Les dernières analyses convergent vers une bande de négociation globalement stable pour l’huile de palme brute (CPO) au second semestre 2026, souvent dans la zone 4 000–4 400 MYR, tandis que la projection de juillet du MPOC à 4 400–4 650 MYR met en évidence un biais haussier lorsque les risques météorologiques et liés à la politique indonésienne s’intensifient. La structure actuelle du MDEX autour de 4 450–4 600 MYR suggère que le marché s’oriente vers la moitié supérieure de ce consensus, sans disposer pour l’instant d’un catalyseur clair en faveur d’une sortie haussière durable.
Perspectives météo
Les indicateurs climatiques pointent de plus en plus vers un renforcement d’El Niño au troisième trimestre, avec une probabilité accrue de conditions plus chaudes et plus sèches dans les principales zones de culture du palmier en Malaisie et en Indonésie. Si les plantations n’ont pas encore subi de stress sévère, les projections prospectives des responsables et du MPOC anticipent des pressions sur les rendements plus tard dans l’année si les déficits de précipitations persistent.
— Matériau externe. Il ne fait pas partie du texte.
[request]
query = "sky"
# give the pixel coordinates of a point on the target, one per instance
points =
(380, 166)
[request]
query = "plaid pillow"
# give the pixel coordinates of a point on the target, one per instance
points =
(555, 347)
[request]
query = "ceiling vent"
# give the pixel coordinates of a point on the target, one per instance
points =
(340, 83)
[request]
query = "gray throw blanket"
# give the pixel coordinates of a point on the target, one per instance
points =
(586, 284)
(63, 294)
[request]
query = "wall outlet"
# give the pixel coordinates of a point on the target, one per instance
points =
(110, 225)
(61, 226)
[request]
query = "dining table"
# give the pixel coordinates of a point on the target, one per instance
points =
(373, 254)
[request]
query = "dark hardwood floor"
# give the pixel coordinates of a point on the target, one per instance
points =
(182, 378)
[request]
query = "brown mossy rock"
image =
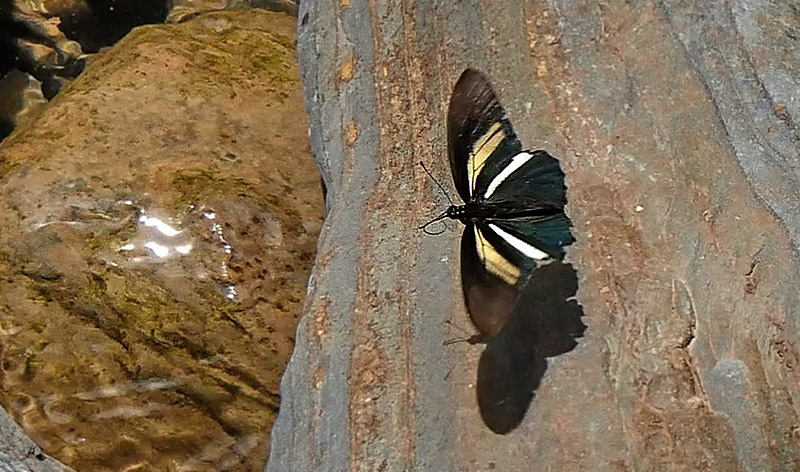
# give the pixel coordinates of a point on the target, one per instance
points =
(676, 126)
(160, 219)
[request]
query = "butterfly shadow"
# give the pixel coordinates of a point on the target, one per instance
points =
(545, 323)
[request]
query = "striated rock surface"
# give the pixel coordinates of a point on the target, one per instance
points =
(160, 218)
(676, 124)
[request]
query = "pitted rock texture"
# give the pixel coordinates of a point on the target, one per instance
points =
(676, 125)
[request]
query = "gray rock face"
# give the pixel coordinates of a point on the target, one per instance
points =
(676, 125)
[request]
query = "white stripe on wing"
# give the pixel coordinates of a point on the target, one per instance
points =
(516, 162)
(519, 244)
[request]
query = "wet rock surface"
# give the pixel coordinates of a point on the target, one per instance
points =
(676, 127)
(53, 40)
(160, 218)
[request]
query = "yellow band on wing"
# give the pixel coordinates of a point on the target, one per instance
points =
(481, 150)
(494, 261)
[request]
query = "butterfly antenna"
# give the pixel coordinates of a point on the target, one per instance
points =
(424, 227)
(436, 182)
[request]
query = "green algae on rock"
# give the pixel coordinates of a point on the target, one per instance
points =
(159, 219)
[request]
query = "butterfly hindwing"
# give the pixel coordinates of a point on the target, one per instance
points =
(480, 137)
(532, 179)
(489, 281)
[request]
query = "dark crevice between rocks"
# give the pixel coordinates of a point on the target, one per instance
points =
(101, 24)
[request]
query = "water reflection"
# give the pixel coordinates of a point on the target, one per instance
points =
(546, 323)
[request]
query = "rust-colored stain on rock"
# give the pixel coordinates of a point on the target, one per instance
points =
(348, 69)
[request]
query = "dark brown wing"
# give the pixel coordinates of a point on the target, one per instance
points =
(489, 282)
(480, 138)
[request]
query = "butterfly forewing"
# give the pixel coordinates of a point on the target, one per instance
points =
(516, 198)
(480, 137)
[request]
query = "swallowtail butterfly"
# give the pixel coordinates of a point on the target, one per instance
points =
(514, 203)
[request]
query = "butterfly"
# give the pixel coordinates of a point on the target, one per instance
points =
(513, 204)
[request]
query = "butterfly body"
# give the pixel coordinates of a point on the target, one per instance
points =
(513, 208)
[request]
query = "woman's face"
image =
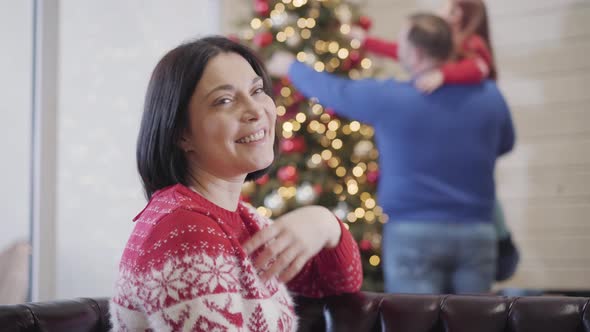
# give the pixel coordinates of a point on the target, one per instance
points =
(231, 127)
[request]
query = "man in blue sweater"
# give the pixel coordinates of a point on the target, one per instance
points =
(437, 155)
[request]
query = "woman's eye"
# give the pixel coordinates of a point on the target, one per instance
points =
(223, 101)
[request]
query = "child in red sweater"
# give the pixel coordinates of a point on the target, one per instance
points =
(473, 60)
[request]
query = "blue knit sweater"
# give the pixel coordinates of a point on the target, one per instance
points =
(437, 152)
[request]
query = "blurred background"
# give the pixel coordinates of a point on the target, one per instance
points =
(73, 78)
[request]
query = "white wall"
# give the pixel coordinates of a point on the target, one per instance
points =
(541, 48)
(16, 26)
(107, 51)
Cela justifie une prime de risque intégrée aux prix à terme, en particulier pour les contrats de fin 2026 et 2027, et appelle une surveillance étroite de la part des acheteurs physiques et des opérateurs de couverture.
Perspectives de trading
- Biais : Légèrement haussier à moyen terme, mais plafonné à court terme par des stocks élevés chez les importateurs et des flux d’exportation encore mous.
- Producteurs : Envisager de renforcer progressivement les couvertures lors des rebonds vers la borne supérieure de la fourchette MPOC (~4 600–4 650 MYR / ~930–975 EUR), en particulier pour les fenêtres d’expédition de fin 2026 et début 2027.
- Importateurs & raffineurs : Mettre à profit les replis actuels vers la moitié inférieure du couloir (~4 400–4 500 MYR / ~890–910 EUR) pour sécuriser une couverture partielle, tout en évitant de sur‑acheter compte tenu des stocks domestiques confortables en Inde et en Chine.
- Spéculateurs : La courbe plate mais élevée et le risque météo dépendant des événements favorisent des stratégies disciplinées de trading en range, avec des stops serrés autour des niveaux clés du MPOC et une attention particulière portée aux annonces de politique indonésienne et aux prochaines données du MPOB.
Indication de prix sur 3 jours (EUR, directionnel)
- MDEX échéance rapprochée (CPO spot) : Équivalent autour de ~900 EUR/t ; biais : latéral à légèrement plus faible, compte tenu d’une consolidation technique avant de nouvelles données.
- MDEX bande T4 2026 : Autour de ~920 EUR/t ; biais : stable à légèrement plus ferme, en raison des inquiétudes d’offre liées à El Niño et au B50.
- MDEX début 2027 : Autour de ~930 EUR/t ; biais : ferme, avec des risques haussiers en cas de dégradation des conditions météo en Asie du Sud‑Est ou si les prélèvements de biodiesel en Indonésie dépassent les attentes.